Huh? As far as I can tell, someone made an investment, but there's no evidence that it was huge. Most of the anthrax was used up in the x-ray analysis, and there isn't much left for anyone to look at and determine whether it has been weaponized by advanced methods or it has been dried using the silica gel that comes in shoe boxes. What is available is under lock and key at the FBI so the 'scientific community' (to the extent that rivals form a community) doesn't have access to the samples needed to answer the question. The FBI has their own scientists, who draw their own conclusions from their own evidence. Some of them are very, very good. If you want to check for collusion in a grand plan, check on hiring and firing at the FBI. Maybe the scientific findings have been politicized.

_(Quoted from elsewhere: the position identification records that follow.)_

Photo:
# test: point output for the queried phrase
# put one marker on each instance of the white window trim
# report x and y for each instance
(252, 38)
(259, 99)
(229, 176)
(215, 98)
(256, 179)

Perhaps you would also be interested to know that much of 'nanotech' is inspired by natural forms, like the tiny shells of foraminiferae, the layered structure of a clam shell, and the complicated spinning of spider silk. The layered structure of a bacillus spore is another candidate, which has not been well studied. It turns out that we don't have really good scientific tools for dissecting the structure of things at nano-scale. It's one of the current challenges of nanotech. Whether the natural coating of Ames strain anthrax, when grown under lab conditions, contains traces of silica is unknown, so how can the scientific community comment on it with anything less speculative than the journalistic nonsense that Glenn's pointing out?